Solutions to the Hindrances in the Growth of ADR

To address the challenges faced by the ADR mechanism in India, various solutions can be implemented:

  1. Minimal Court Intervention: Courts should limit their interference in the ADR process to preserve the autonomy and effectiveness of ADR while ensuring the interest of justice.
  2. Building Infrastructure: There is a pressing need to establish ADR tribunals in every district of the states to make ADR more accessible to all citizens.
  3. Creating Awareness in Society: Legal education should be integrated into the school curriculum to raise awareness about rights and legal remedies among all citizens.
  4. Regulation of Fees: To make ADR more accessible and affordable, there should be regulations on the fees charged by arbitrators, negotiators, and conciliators.
  5. Proper Training Programs: There is a need for comprehensive training programs for legal professionals interested in providing ADR solutions. These programs would equip professionals with the necessary skills to make ADR more successful.

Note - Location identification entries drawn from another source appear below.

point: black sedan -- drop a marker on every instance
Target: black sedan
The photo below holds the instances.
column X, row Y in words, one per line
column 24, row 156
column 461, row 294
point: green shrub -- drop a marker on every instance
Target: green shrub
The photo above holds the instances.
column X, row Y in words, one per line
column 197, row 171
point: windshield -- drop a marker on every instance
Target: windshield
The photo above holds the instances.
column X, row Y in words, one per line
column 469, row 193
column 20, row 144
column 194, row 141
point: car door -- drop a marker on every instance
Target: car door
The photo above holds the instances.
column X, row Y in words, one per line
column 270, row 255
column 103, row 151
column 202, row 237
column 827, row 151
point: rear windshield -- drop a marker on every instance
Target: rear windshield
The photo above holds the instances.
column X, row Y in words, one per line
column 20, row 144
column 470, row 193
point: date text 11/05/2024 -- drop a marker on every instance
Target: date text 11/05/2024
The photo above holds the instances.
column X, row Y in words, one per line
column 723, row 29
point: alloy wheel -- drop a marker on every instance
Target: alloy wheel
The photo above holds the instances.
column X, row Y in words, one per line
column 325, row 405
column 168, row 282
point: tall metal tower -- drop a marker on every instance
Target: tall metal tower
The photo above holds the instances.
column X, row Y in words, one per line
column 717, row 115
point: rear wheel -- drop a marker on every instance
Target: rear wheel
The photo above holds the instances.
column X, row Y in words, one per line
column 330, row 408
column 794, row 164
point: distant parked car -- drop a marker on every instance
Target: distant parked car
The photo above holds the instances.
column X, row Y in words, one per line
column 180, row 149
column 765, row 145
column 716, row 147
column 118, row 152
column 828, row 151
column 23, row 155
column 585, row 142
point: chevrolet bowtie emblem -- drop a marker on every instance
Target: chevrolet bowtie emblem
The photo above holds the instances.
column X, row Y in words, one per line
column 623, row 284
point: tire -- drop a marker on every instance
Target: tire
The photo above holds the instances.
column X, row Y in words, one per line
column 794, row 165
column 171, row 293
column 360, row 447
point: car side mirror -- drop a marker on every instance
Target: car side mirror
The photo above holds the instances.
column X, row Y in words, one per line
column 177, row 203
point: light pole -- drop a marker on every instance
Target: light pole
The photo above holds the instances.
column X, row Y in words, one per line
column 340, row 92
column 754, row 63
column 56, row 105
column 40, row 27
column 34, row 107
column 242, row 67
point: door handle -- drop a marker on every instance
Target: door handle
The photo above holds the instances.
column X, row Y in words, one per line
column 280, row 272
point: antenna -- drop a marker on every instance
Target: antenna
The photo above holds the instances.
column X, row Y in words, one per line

ADR has the potential to provide efficient and timely resolution of disputes in India. However, the growth of the ADR mechanism faces significant challenges that need to be overcome. By addressing circumstantial, legal, and party-related factors, and implementing solutions such as minimal court intervention, infrastructure development, awareness campaigns, fee regulation, and professional training, India can unlock the full potential of ADR. Embracing these solutions will pave the way for a more accessible and effective dispute resolution system in the country.